Parliament also passed the Act of Succession, which enacted that the
king's commissioners might require anyone to swear an oath to uphold the
statute and the right of the children of Henry and Anne to succeed to the
throne. Anyone who refused to take the oath would be guilty of misprision
of treason, with the usual consequences. The oath was taken first by the
members of the king's council, by the bishops, and by the highest
dignitaries in the country; afterwards it was put to JPs, and by them to
heads of households, and many heads of households administered it to their
families and servants. By these means, Henry forced all the leading persons
in England either to swear to support the divorce and the right of Anne's
children to succeed to the crown, or to disclose their opposition and
suffer imprisonment for life. More was one of the first to be asked to take
the oath. He was served with a notice to appear before the commissioners at
Lambeth Palace on Monday, April 13, 1534.

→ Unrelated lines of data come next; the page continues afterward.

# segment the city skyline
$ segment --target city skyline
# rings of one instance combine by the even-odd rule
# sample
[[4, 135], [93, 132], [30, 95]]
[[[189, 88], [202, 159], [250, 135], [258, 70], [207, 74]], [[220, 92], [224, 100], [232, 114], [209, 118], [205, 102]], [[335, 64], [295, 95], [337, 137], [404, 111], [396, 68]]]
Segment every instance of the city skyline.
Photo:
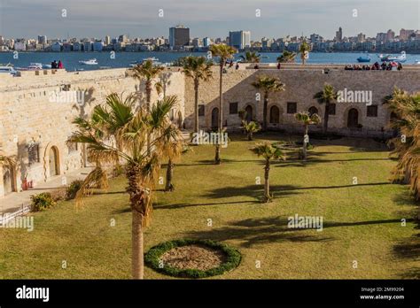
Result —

On March 5, More had written to Henry and Cromwell promising that he would
never do anything to hinder Henry's marriage or the repudiation of Papal
supremacy. Thirty-nine days later, he refused to take the oath of
succession, knowing that it meant imprisonment for life. He had made
statements in the House of Lords in favor of the divorce which he knew were
untrue; he had refused to give any encouragement to the opponents of the
divorce, or even to read their books; and he had promised not to do
anything against the divorce. But he would not swear to uphold it. On this
issue More, who had so often compromised and lied, would not compromise and
would not lie. He had quite made up his mind about this, and was determined
not to give way...He had argued that it was seditious for a Protestant to
refuse to burn the Bible when ordered to do so by the king, but he would
now refuse to take an oath when ordered to do so by the king. He had always
refused to recognize the right of an individual to put his conscience
before obedience to authority, but now he would claim that his conscience
forbade him to obey authority. The persecutor was ready to endure
persecution.
On the Monday morning, a very warm spring day, More presented himself at
Lambeth Palace. A number of London clergymen had also been summoned to take
the oath that day; but though they had arrived before More, he was
interviewed first as a sign of respect due to him as a former Lord
Chancellor. Cranmer, Cromwell, Audley and the other commissioners invited
him to take the oath, but he refused. They tried to persuade him, but as he
was adamant, they suggested that he should walk in the garden and take time
to reconsider his attitude. In view of the heat of the day, he preferred to
wait indoors, while the priests who had been summoned were interviewed and
required to swear.
When More was invited in again, the commissioners told him that all the
others had sworn, and again urged him to do so. He said that he would not
criticize anyone who had sworn, but would not swear himself unless the oath
could be redrafted in a form which would make it compatible with his
conscience for him to swear it. Cranmer argued that if More would not
criticize those who sword, he must be in some doubt as to whether to swear
or not; but it was certain that a subject should obey his prince, and the
king had ordered him to swear. The certainty of the duty to obey the king
should prevail over the doubt which More felt about swearing, and More
should therefore take the oath. More was impressed by this argument, but
said that the logical consequence of it was that if a man had any doubts as
to what his conscience required him to do, an order from the king would
settle it, and he could not accept this proposition. Eventually, the
commissioners ordered him to be placed in the custody of the Abbott of
Westminster, and after being held prisoner for a few days in the abbot's
house, he was sent to the Tower. On Tuesday, Fisher refused to take the
oath, and he, too, was sent to the Tower.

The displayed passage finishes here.